En esas órdenes de busca y captura firmadas por Calama no constan más detalles pero en las comisiones rogatorias cursadas por Collazos se recogen cuatro movimientos bancarios por casi 2,5 millones de euros. El primero detectado es del 24 de marzo de 2021, cuando especifica que se hicieron dos transferencias desde una de las cuentas españolas donde se depositó la ayuda pública por más de 920.000 euros a una cuenta gibraltareña de Valerian. Un día después, se transfirieron más de 522.000 euros desde una cuenta de Plus Ultra en España a otra británica de Wailea. Y dos semanas después, el 8 de abril, se hizo lo propio desde otra cuenta de la aerolínea en un banco español a otra suiza de Allpa por casi 520.000 euros en concepto de “devolución préstamo puente”. Además, refleja un último movimiento del 20 de abril de 2021 por otros 520.000 euros desde otra cuenta de la compañía aérea en España hacia una de Montenegro a nombre de Allpa con el mismo concepto.

Precisamente esta última mercantil, la que más dinero procedente del rescate habría ingresado en sus cuentas bancarias, “estaría relacionada con el tráfico de oro”. La instructora refería que una de sus cuentas suizas “habría sido utilizada para depositar dinero de origen ilícito de diversa procedencia para enmascarar operativas que pudieran a su vez estar relacionadas con el tráfico de oro o de otros metales”.

Por otro lado, Calama refleja que “se destinaron grandes cantidades de dinero a entidades vinculadas al propio Reyes en Panamá, Puerto Rico y (República) Dominicana”, una segunda vía sobre la que no aporta más datos.

El “pseudobanco” de la trama

El juez se apoya también en las pesquisas seguidas en Suiza y Francia que sirvieron de detonante para la desarrollada en España, las cuales revelan la existencia de una presunta organización criminal dedicada al blanqueo de capitales y gestionada por Baca y Verhoeven de la que Reyes, “entre otros”, sería cliente.

Esta estructura independiente controlaría “muy importantes cantidades de dinero, entremezclando cantidades en metálico de distintas procedencias ilícitas, que invierte en bolsa y que reintegra limpias a sus clientes”. “Esto implica desdibujar el origen del dinero, mezclando cantidades ilícitas de diversa procedencia, haciendo inversiones y teniendo siempre a disposición cantidades en metálico que entregar a los clientes actuando como un pseudobanco”, ilustra Calama.
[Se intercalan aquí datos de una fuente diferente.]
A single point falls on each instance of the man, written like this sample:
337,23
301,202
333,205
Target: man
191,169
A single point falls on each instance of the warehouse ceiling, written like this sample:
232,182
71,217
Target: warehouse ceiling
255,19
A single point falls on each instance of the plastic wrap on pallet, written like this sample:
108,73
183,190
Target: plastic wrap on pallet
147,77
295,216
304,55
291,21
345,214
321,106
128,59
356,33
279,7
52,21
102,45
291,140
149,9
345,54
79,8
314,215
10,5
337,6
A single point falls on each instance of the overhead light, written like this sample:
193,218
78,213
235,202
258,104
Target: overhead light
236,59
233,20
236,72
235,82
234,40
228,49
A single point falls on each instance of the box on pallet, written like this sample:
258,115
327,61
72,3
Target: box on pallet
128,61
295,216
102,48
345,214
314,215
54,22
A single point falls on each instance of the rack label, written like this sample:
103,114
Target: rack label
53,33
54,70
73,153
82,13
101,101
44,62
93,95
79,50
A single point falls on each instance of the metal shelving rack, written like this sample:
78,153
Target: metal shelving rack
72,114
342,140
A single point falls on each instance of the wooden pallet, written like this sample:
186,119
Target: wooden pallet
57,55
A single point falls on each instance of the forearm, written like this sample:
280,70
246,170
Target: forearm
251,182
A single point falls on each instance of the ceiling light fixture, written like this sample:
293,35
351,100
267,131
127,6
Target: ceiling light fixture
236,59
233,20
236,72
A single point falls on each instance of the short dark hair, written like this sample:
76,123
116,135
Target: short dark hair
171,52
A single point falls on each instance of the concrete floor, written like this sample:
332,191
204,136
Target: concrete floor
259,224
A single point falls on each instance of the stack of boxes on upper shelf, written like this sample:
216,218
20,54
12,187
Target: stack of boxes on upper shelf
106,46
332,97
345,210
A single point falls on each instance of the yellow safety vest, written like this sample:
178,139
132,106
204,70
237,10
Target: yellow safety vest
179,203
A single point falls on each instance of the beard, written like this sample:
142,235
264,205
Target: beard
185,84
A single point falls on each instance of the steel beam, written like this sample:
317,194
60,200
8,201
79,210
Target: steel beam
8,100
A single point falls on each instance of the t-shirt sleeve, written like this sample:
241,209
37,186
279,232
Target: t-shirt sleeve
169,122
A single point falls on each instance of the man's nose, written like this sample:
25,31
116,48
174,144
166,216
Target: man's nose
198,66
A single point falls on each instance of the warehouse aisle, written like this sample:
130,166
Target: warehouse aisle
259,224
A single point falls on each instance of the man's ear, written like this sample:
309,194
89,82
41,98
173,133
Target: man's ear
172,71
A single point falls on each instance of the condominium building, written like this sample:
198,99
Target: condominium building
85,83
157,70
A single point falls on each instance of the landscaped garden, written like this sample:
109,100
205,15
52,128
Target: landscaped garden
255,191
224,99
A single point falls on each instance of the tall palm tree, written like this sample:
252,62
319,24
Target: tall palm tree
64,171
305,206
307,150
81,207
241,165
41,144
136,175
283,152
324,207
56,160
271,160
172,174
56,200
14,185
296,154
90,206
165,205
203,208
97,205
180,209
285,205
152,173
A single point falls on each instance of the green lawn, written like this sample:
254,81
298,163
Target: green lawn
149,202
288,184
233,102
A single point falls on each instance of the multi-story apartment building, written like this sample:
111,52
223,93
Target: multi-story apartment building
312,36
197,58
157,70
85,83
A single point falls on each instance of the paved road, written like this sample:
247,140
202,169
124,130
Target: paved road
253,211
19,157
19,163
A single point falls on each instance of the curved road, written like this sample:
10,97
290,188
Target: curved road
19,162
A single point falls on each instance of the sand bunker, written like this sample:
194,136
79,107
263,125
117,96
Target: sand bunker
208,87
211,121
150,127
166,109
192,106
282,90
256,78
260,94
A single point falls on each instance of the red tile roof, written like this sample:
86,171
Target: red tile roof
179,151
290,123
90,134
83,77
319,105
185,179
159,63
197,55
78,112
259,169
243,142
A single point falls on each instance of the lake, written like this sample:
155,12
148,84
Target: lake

Para el magistrado, no hay duda de que, en el caso de la trama vinculada a Plus Ultra, “al introducir esas cantidades en la red de cuentas bancarias de las sociedades instrumentales de la organización criminal, se trató de lograr perder el rastro del origen ilícito del dinero”.

Además, la presunta trama del caso Plus Ultrahabría tejido una telaraña de empresas diseñada expresamente para eliminar el rastro de las mordidas que se habrían cobrado a cambio de la influencia ejercida. Las comunicaciones interceptadas muestran que los propios implicados se referían a ella como “boutique financiera”. Su gestión estaría a cargo de Julio Martínez Martínez, el empresario amigo de Zapatero que las pesquisas perfilan como su “lugarteniente”. Según los investigadores, el motor de este entramado societario, Análisis Relevante, ingresó a Zapatero 490.780 euros entre 2020 y 2025 y otros 239.755 euros a Whathefav, la mercantil de las hijas del exidirigente socialista, en ese mismo periodo.